# my new tiel!



## chkinut (Dec 9, 2011)

hi guys! i am currently waiting for a baby from a breeder in my area. but today i went into the petstore and fell in love with a w/f Lutino! there was a sign on his/her cage that said "semi tame" which is what i'm looking for since it's my 1st tiel. i slowly put my hand in the cage while in the petstore and he/she just moved away from me, but no hissing or intimidating gestures at ALL. and i have seen very untame tiels before, and this one was nice. so, i took him/her home! i don't have a name for him/her yet, i don't know what the sex is. the guy at the store said the person who knows any history about him won't be in till Friday. why in the world can't they write the history down on paper (or the computer) so ALL workers at the store can help customers?   anyway, i loved him so much i got him anyway and i will call on friday to find out any details. he seems to be doing well so far in his new home and comes up to the front of cage quite willingly when i'm near. i've put my hands and arm in the cage to give him a couple new things that i bought him (new perch and bird kabob) and no problems (no hissing, no flattening his/her crest etc). i have her cage next to my budgie cage and i have a tiffany lamp style chicken night light to help my birds not to have night frights. anyway, i went in there with a high powered flash light after all the birds went to bed and i shown it on the underside of her tail to see if i could see any barring to try to determine if she is a girl. and i saw NO barring. does that mean he's a boy? i DO know that he/she is NOT a baby.


----------



## MeanneyFids (Aug 24, 2010)

WF lutino may not show bars, theyre pure white. you may need to go by behaviour for her. shes gorgeous!!


----------



## JaimeS (Nov 28, 2011)

Beautiful bird! Congratulations!


----------



## chkinut (Dec 9, 2011)

thanks! i'm thinking she's female. i know i haven't had her for long, but so far, no whistling or beak banging. she flock calls, but i think that's normal for both sexes. i thought she was "albino" but after researching i discovered there are no albino tiels...lol. and i found out the correct terminology. i have a female lutino parakeet (all yellow) and i know that females are much more common than males with the keets. does anyone know if the same holds true to a w/f lutino tiel?


----------



## MeanneyFids (Aug 24, 2010)

its the same with tiels too. WF lutinos are lutinos, only they are whiteface too.

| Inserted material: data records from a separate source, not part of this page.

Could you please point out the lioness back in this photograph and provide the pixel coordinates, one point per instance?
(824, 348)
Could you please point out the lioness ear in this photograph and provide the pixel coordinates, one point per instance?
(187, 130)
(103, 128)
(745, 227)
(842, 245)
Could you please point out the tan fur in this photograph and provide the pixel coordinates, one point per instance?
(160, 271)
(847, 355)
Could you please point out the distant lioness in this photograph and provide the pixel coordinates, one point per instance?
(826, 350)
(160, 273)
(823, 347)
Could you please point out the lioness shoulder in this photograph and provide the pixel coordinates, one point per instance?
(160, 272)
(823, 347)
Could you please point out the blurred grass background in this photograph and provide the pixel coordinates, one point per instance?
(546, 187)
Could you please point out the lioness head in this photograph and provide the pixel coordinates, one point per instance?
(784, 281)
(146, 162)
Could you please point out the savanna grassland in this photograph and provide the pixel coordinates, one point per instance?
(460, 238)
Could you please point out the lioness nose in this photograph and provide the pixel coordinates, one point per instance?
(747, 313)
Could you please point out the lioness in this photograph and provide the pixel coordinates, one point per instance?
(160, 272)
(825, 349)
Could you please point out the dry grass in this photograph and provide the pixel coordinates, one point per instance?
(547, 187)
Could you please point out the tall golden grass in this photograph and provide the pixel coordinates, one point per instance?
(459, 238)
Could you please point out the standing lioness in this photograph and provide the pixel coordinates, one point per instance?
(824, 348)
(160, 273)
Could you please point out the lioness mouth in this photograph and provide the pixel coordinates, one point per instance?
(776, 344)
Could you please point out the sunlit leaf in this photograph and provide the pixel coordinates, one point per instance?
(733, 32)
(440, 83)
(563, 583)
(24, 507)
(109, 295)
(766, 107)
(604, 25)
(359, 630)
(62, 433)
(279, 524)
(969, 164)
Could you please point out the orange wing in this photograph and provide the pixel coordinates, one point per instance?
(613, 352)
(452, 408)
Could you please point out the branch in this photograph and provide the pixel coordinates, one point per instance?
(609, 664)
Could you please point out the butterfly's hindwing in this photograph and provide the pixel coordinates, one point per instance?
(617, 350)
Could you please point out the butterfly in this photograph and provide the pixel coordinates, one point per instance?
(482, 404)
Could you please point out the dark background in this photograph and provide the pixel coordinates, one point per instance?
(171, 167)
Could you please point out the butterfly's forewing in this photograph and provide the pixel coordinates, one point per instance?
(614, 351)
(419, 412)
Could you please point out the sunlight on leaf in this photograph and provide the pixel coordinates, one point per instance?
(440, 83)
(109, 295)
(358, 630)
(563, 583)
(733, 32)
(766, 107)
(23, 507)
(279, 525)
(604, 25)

whiteface genes remove the red and yellow from the plumage. lutino removes the grey. combine the two, you get a pure white bird with red eyes. a clear whiteface pied can be pure white but they will not have red eyes. your bird is a WF lutino and likely a female


----------



## chkinut (Dec 9, 2011)

hooray! thanks DallyTsuka! of course i'd be happy with a sweet boy too, but a female is my 1st choice. if anyone has any name ideas, please give me some input!!


----------



## MeanneyFids (Aug 24, 2010)

shes not guaranteed female, but better chances she is. try for something gender neutral still. unless you want to do a DNA test, which only cost $20 through a company 

im not the best on deciding on names LOL


----------



## allen (Aug 25, 2007)

unless both parents are wf lutino you will not be guaranteed a female but most wf lutinos are female if she has a leg band you may be able to track down the breeder


----------



## MeanneyFids (Aug 24, 2010)

allen, isnt it both parents to be a male?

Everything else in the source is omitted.